MIT Scientists developed a Quantum Dot Spectrometer small enough to function within a smartphone

Jul 6, 2015 17:43 IST

The scientists at Massachusetts Institute of Technology (MIT) created a Quantum Dot (QD) Spectrometer which is small enough to fit inside a smartphone camera. Spectrometers are the instruments that measure the properties of light.

The development was published on 2 July 2015 in the journal Nature and the lead author of the study is Jie Bao, a former MIT postdoc.

QD spectrometer represents a new application for quantum dots, which have been used primarily for biological molecules and labeling cells, as well as in television screens and computers.
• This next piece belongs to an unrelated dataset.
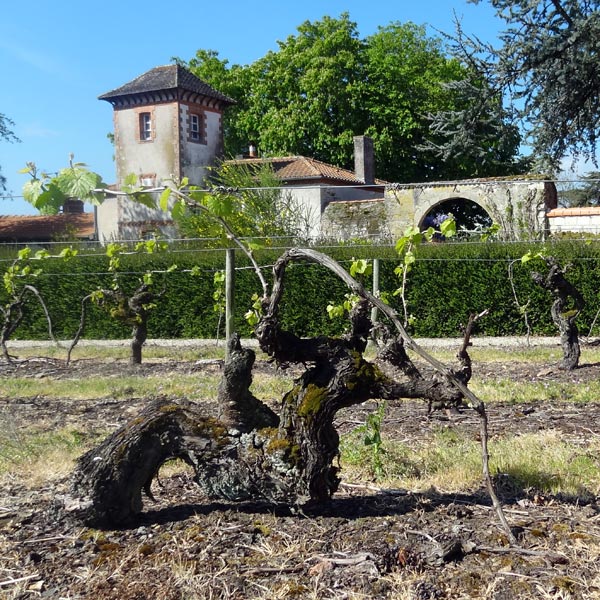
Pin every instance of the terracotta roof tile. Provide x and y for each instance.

Characteristic features of the device

• It is portable and would enable the devices to diagnose diseases, especially skin conditions, or detect environmental pollutants.
• It is about the size of a US quarter and deploys hundreds of quantum dot materials that each filters a specific set of wavelengths of light.
• It is unique and advantageous in terms of flexibility, simplicity, and cost reduction.

How it was developed?

In QD spectrometer approach, the scientists created the optical structure, i.e., QD filters by printing liquid droplets into a thin film and then placed it on top of a photodetector such as the charge-coupled devices (CCDs) found in cellphone cameras.

Then, the researchers created an algorithm to analyse the percentage of photons absorbed by each filter and recombined the information from each one to calculate the intensity and wavelength of the original rays of light.

The more quantum dot materials there are, the more wavelengths can be covered and the higher resolution can be obtained.

In this case, the scientists used about 200 types of quantum dots spread over a range of about 300 nanometres. With more dots, such spectrometers could be designed to cover an even wider range of light frequencies.

What are Quantum Dots?

Quantum dots (QD) is a type of nanocrystals which was discovered in the early 1980s. These are made by combining metals such as lead or cadmium with other elements including sulfur, selenium, or arsenic.

By controlling the ratio of these starting materials, the temperature, and the reaction time, scientists can generate a nearly unlimited number of dots with differences in an electronic property known as bandgap, which determines the wavelengths of light that each dot will absorb.